Fiche de lecture de Claude Comité Nord

Editions de L’Observatoire, 2020
J’avoue que lorsque la sélection 2021 des ouvrages du Comité de lecture Nord-Sud Pessac Kinshasa est tombée, je ne me suis pas précipitée vers l’ouvrage « Aline et les hommes de guerre » de Karine Silla. Un an plus tard, Isabelle Mandile m’ayant un peu poussée, la lecture des premières pages du livre m’a tout de suite captivée. L’Autrice Karine Silla, y révèle son intention de mêler à la fois un hommage à son père, docteur en sociologie et diplomate des Nations Unies sénégalais et l’histoire de la vie de la résistante Aline Sittoe Diatta, Jeanne d’Arc ou Gandhi africain.e. De son père elle écrit dans le prologue, « tu ne m’as rien donné à part la vie, et tu ne m’as rien laissé après ta mort, à part le monde obscur de nos ancêtres et les contes de mon enfance… ». S’ensuit la description d’une photographie d’Aline : « courageuse, belle, au port de tête insolent, torse nu, la pipe à la bouche, un gri-gri autour du bras, libre, féminine et féministe avant l’heure… » Est-ce d’ailleurs la photographie d’Aline qui figure sur la couverture du livre ou s’agit-il du portrait d’une femme ouolof anonyme comme il est indiqué? On ne sait pas. Et c’est là tout le mystère du livre – entre histoires, histoire avec un grand H, contes et légendes.
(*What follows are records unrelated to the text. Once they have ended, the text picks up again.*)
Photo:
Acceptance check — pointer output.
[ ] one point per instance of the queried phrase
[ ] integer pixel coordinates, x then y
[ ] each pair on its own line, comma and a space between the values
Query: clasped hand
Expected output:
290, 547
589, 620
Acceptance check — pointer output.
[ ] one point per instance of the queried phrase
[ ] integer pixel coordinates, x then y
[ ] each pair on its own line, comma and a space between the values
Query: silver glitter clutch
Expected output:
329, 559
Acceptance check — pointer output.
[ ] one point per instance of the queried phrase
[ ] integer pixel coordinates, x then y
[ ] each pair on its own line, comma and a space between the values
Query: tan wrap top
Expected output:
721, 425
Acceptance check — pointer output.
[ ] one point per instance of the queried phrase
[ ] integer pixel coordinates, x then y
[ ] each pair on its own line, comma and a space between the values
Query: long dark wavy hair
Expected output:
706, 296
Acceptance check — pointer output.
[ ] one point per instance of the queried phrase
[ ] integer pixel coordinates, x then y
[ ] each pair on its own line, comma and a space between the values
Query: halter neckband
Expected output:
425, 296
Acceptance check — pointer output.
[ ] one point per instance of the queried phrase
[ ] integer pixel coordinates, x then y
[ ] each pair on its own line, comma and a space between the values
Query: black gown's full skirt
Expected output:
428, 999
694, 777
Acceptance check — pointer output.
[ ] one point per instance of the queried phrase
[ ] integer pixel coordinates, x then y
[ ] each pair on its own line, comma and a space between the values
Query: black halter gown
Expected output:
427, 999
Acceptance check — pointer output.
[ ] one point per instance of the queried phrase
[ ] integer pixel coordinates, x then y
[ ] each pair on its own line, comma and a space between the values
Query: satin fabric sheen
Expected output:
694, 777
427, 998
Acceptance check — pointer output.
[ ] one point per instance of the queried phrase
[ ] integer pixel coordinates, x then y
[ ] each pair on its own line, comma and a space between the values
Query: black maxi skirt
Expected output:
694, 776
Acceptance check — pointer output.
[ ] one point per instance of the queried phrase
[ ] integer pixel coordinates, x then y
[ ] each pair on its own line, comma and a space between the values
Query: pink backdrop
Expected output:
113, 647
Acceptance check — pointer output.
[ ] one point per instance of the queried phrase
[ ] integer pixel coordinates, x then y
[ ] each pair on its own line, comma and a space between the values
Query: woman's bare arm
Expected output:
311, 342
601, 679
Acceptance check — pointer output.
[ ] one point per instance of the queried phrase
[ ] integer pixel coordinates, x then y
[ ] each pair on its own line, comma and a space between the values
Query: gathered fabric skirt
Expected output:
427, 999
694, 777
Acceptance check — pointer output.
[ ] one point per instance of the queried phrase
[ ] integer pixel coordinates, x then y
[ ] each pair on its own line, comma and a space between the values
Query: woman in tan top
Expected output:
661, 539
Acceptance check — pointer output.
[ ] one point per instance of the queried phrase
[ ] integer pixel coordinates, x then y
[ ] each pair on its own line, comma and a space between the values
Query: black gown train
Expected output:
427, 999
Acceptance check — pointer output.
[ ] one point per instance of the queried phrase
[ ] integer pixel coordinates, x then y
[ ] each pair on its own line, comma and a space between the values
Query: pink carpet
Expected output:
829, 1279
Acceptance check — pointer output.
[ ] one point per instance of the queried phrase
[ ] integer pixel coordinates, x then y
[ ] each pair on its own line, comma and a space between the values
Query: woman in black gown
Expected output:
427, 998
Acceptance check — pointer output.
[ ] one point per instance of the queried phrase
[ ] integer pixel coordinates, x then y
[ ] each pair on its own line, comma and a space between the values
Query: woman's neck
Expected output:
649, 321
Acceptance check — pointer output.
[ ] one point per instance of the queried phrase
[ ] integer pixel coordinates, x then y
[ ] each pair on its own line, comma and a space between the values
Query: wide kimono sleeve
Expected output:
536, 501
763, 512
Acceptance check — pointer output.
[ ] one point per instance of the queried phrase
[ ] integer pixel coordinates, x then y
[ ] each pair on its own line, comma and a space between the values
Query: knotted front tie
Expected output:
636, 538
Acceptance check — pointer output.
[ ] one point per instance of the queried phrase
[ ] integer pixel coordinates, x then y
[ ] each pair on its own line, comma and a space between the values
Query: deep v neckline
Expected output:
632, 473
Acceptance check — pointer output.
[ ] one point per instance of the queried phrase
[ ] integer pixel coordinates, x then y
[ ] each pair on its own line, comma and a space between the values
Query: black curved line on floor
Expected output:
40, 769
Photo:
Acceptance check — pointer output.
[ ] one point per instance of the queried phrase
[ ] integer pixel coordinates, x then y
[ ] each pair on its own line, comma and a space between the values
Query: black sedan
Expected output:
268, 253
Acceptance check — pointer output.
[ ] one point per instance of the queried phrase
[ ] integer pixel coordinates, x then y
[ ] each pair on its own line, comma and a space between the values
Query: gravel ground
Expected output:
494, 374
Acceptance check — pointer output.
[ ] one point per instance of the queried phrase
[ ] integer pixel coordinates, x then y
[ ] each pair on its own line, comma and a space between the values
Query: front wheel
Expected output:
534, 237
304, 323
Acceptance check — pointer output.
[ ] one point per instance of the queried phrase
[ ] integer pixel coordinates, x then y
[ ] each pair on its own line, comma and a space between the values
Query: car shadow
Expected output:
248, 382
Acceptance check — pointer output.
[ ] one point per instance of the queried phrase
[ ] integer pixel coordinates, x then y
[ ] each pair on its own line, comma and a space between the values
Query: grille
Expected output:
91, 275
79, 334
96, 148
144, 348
Personnellement je n’avais jamais entendu parler d’Aline Sitoe Diatta, si ce n’est que lors d’un voyage à Dakar où j’ai découvert le nom donné au ferry qui fait le lien entre Dakar et La Casamance. Diverses recherches ne donnent pas grand chose non plus. Peu d’ouvrages, peu d’articles…ce qui tend à faire grandir la légende. Karine Silla a construit un roman biographique. Elle nous fait découvrir le personnage d’Aline en même temps qu’un grand pan de l’histoire du Sénégal et de la colonisation française – histoire tout aussi méconnue. On y apprend toutes les périodes de la colonisation portugaise, anglaise puis française et les atrocités des systèmes coloniaux mis en place. Aline naît en 1920 dans le village de Cabrousse. Nous sommes en Casamance dans la mangrove et les rizières, c’est le pays des Diolas, connus pour leur amour de la liberté et la résistance à la domination étrangère. Aline, orpheline, élevée par un oncle, doit quitter son village. Elle devient docker sur le port de Ziguinchor, puis gouvernante dans une famille de colons français à Dakar. C’est la qu’elle entend des voix qui lui ordonnent de rentrer chez elle en Casamance pour libérer son peuple. Adepte de la non violence et de la désobéissance civile, elle les appelle à lutter pour leur terre et le respect de leurs traditions au moment où le système colonial imposé par l’administration française pendant la deuxième guerre mondiale est le plus dur. Elle va encourager le refus du paiement de l’impôt, le refus de la conscription des hommes, et le refus de la culture de l’arachide. Arrêtée et déportée au Mali, la jeune femme meurt à vingt-quatre ans devenant l’héroïne de la résistance sénégalaise. Roman très intéressant d’un point de vue historique qui nous apprend beaucoup sur la colonisation qu’on ne nous a pas enseignée voire cachée. Karine Silla réhabilite le personnage d’Aline Sitoe Diatta, sa résistance aux colonisateurs soit disant supérieurs et les traditions de son peuple.